In our Christian life we’re asked to do hard things. We’re asked to love people who are unlovable. We’re asked to resist sin, while our flesh desires it. We’re asked to forgive people, though they have wronged us. I have heard people say, for those reasons, they don’t want to submit to God-it’s just too hard. And it does seem hard. In our own flesh, how do we do these hard things? How do we love the unlovable? How do we resist sin that so entices us? How do we forgive people, when they done really bad things to us. I discovered the answer while reading, “The Hiding Place.”

I’m sure you have heard or read plenty of stories about the concentration camps during World War 2. They were brutal places to live. Many didn’t live. Many of you may have seen, “Schindler’s List,” with it’s graphic display of those places. Many of the guards were insanely brutal to the people. They were often, utterly inhuman in their treatment of the prisoners. They would beat and humiliate the prisoners at every opportunity. Corrie Ten Boon suffered through a concentration camp, with one particular guard that was especially brutal. Corrie hated that guard.

After the war, Corrie was free and spent her time making speeches and telling her story. At one of her speeches, the guard she hated greeted her:

“He came up to me as the church was emptying, beaming and bowing. ‘How grateful I am for your message, Fraulein.’ he said. ‘To think that , as you say, He has washed my sins away!’

His hand was thrust out to shake mine. And I, who had preached so often to the people in Bloemendaal the need to forgive, kept my hand at my side.

Even as the angry, vengeful thoughts boiled through me, I saw the sin of them. Jesus Christ had died for this man; was I going to ask for more? Lord Jesus, I prayed, forgive me and help me to forgive him.

I tried to smile. I struggled to raise my hand. I could not. I felt nothing, not the slightest spark of warmth or charity. And so again I breathed a silent prayer. Jesus, I cannot forgive him. Give your forgiveness.

As I took his hand the most incredible thing happened. From my shoulder along my arm and through my hand, a current seemed to pass from me to him, while into my heart sprang a love for this stranger that almost overwhelmed me.

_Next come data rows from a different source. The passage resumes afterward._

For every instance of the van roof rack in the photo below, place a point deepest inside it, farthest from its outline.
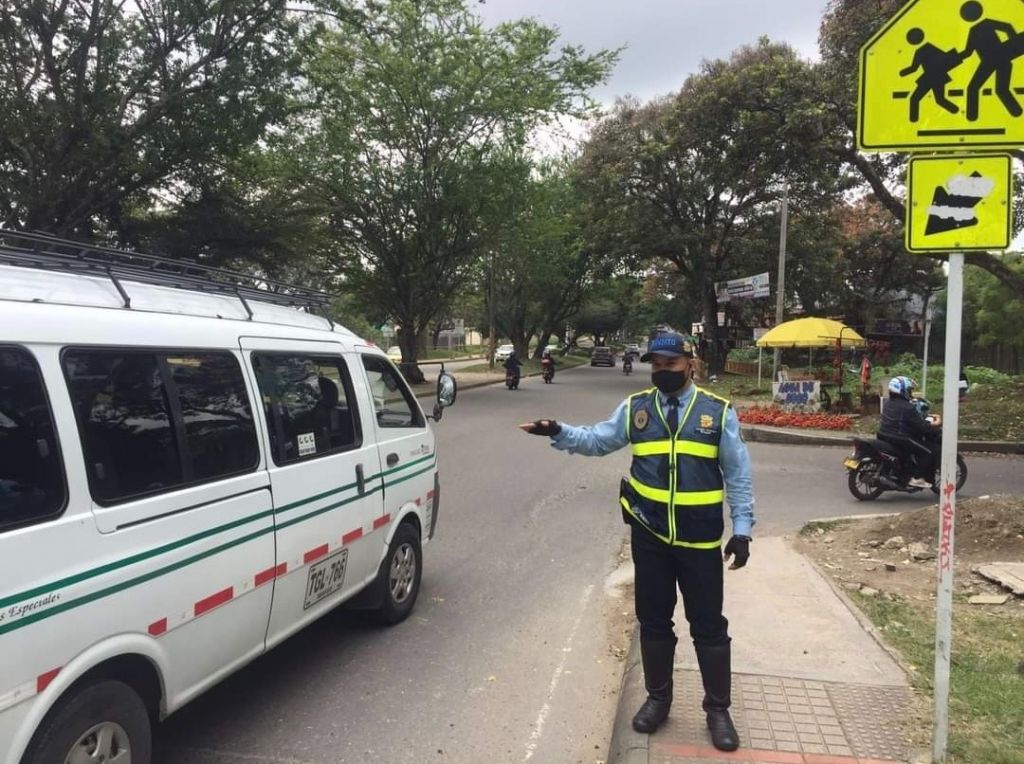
(47, 252)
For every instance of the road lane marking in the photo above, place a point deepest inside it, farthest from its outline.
(542, 717)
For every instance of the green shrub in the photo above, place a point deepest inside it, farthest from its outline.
(982, 375)
(743, 354)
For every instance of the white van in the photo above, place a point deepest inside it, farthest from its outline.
(190, 471)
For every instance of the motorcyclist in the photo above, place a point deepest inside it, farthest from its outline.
(512, 365)
(903, 425)
(548, 363)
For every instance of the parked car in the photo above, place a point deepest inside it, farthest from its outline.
(182, 487)
(602, 356)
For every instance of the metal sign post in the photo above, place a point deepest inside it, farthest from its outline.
(947, 502)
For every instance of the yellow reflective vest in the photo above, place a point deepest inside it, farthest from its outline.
(675, 490)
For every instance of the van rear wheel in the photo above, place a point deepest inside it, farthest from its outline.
(103, 723)
(399, 576)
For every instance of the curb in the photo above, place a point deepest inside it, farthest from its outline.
(786, 437)
(628, 746)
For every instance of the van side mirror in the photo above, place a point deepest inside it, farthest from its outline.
(448, 389)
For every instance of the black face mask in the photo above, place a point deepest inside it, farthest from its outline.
(669, 381)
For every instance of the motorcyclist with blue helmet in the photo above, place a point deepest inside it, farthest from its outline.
(903, 424)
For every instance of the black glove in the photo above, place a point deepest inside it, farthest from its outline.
(739, 548)
(547, 427)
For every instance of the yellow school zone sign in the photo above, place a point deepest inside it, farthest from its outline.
(944, 74)
(960, 203)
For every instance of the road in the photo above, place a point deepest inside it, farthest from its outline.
(512, 653)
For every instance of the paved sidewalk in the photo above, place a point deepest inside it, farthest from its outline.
(810, 685)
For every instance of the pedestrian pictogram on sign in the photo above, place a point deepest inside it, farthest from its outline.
(944, 74)
(960, 203)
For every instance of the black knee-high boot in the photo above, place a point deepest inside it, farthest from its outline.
(716, 670)
(658, 659)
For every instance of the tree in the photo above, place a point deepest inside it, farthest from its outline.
(421, 112)
(993, 313)
(540, 267)
(683, 178)
(845, 28)
(105, 107)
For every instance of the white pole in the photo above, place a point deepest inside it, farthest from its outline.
(947, 504)
(780, 287)
(924, 373)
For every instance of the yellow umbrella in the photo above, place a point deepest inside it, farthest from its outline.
(811, 333)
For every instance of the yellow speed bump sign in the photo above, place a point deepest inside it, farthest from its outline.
(944, 74)
(960, 203)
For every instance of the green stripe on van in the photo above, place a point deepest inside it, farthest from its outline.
(114, 589)
(156, 552)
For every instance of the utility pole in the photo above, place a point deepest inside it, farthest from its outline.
(780, 286)
(491, 310)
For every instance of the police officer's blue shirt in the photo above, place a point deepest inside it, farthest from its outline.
(604, 437)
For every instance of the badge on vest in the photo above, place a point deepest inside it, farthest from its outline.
(641, 419)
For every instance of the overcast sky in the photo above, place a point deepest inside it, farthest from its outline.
(667, 39)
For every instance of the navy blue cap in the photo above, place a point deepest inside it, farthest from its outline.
(670, 345)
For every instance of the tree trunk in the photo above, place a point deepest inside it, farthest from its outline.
(409, 342)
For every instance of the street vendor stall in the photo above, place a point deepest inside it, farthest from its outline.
(809, 333)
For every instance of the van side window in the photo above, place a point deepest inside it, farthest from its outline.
(220, 434)
(309, 405)
(151, 422)
(32, 481)
(393, 401)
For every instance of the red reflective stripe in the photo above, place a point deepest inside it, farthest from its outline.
(315, 554)
(158, 627)
(43, 680)
(205, 605)
(270, 574)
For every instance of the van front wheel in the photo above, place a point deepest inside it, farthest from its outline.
(399, 576)
(104, 722)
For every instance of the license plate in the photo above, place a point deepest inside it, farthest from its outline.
(326, 578)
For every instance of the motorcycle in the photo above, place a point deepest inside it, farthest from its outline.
(877, 466)
(548, 372)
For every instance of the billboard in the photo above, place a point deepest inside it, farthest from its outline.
(743, 289)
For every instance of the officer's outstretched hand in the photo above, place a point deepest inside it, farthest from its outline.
(739, 549)
(548, 427)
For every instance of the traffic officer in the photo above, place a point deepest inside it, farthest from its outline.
(687, 458)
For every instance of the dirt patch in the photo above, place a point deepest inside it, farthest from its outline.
(879, 553)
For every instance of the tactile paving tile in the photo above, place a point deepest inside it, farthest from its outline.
(798, 716)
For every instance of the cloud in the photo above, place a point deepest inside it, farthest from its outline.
(667, 39)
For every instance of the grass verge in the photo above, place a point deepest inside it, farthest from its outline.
(986, 680)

And so I discovered that it is not on our forgiveness any more than goodness that the world’s healing hinges, but on His. When He tells us to love our enemies, He gives, along with the command, the love itself.” The Hiding Place 35th Edition, pp. 247-248

As I read the passage, I realized how true Corrie’s statement was. When God commands us to love our enemies, love the unlovable, resist that sin, forgive those who have wronged us, God does it through us. Like Corrie says, “When He tells us to love our enemies, He gives, along with the command, the love itself.”

I have seen Christians try and do things in their own power and might. Some seem to have more power and might than others. But they eventually run out of steam. They burn out. God’s power and might never burns out. He asks us to rely on Him.

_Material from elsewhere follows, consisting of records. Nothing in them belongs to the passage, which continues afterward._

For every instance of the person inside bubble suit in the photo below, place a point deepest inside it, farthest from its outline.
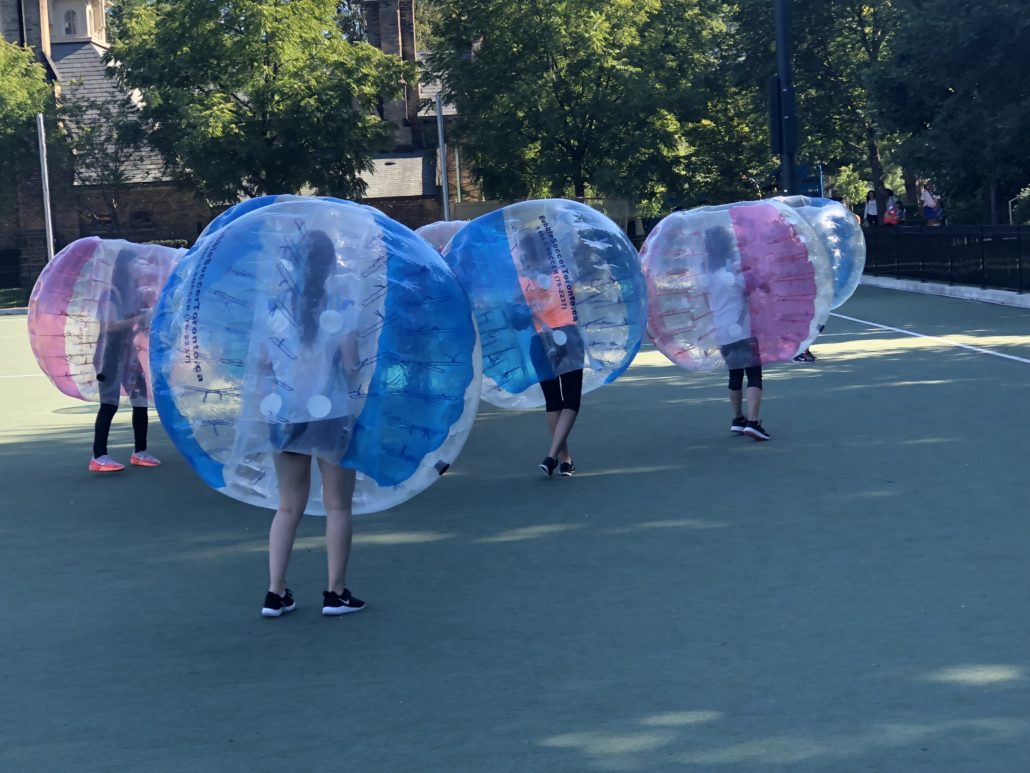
(557, 350)
(310, 374)
(728, 303)
(124, 312)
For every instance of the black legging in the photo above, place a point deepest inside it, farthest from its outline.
(103, 428)
(736, 377)
(564, 392)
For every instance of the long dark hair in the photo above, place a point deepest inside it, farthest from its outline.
(318, 255)
(123, 281)
(718, 247)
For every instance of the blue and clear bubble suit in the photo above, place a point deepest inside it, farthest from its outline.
(320, 327)
(440, 233)
(555, 287)
(842, 233)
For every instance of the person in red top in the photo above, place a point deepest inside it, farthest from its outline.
(557, 350)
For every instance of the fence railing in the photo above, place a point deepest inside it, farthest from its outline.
(990, 257)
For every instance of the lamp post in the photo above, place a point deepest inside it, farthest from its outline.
(783, 112)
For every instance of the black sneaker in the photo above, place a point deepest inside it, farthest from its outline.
(755, 430)
(334, 603)
(275, 605)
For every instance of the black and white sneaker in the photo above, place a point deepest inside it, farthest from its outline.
(276, 606)
(548, 466)
(755, 430)
(334, 603)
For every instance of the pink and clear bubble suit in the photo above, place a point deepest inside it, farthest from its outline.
(439, 233)
(735, 286)
(90, 317)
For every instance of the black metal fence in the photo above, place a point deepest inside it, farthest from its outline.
(990, 257)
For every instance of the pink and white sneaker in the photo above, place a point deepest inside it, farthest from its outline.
(143, 459)
(105, 464)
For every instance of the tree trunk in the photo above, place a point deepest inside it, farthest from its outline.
(911, 197)
(877, 167)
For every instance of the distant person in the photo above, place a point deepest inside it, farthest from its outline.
(728, 303)
(931, 204)
(124, 317)
(891, 216)
(871, 213)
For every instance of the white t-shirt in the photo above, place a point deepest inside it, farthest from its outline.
(729, 311)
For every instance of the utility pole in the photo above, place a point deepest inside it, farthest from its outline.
(782, 110)
(443, 157)
(45, 178)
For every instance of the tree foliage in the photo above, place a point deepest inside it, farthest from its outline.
(24, 92)
(957, 83)
(249, 97)
(556, 97)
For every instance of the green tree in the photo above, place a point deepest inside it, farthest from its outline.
(571, 97)
(836, 44)
(104, 140)
(24, 92)
(958, 83)
(250, 97)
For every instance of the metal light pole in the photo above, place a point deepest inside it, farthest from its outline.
(788, 121)
(443, 157)
(47, 220)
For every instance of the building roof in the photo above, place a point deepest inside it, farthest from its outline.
(82, 73)
(401, 174)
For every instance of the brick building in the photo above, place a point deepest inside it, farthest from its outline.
(70, 38)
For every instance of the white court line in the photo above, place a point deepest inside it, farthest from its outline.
(933, 338)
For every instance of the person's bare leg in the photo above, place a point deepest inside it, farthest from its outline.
(552, 425)
(754, 403)
(736, 402)
(294, 474)
(559, 437)
(338, 492)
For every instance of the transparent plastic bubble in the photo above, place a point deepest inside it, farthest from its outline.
(319, 406)
(319, 327)
(331, 322)
(439, 233)
(735, 286)
(555, 287)
(90, 317)
(842, 235)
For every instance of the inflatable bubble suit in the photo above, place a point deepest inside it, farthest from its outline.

One of my favorite verses is Matthew 11:29, “Take my yoke upon you, and learn from me, for I am gentle and lowly in heart, and you will find rest for your souls.”

That verse basically sums up what Corrie Ten Boom learned-we don’t do it ourselves. God does it through us. When He asks us to take His yoke upon us, He is essentially saying, hook up to me. That is what a yoke is. Farmers used to yoke oxen together. They would take older and stronger oxen and yoke them to a younger oxen, so the older one could teach the younger one. When you are yoked to the God of the universe what could go wrong? He will do the forgiving through you-He provides the forgiveness. He will do the loving through you-He provides the love. And when you allow God to work through you-you find rest for your soul. Let Him who is capable work through you. Corrie was not able to forgive and love the guard, but God did it through her and gave the love she needed through her. We would do well to follow her example.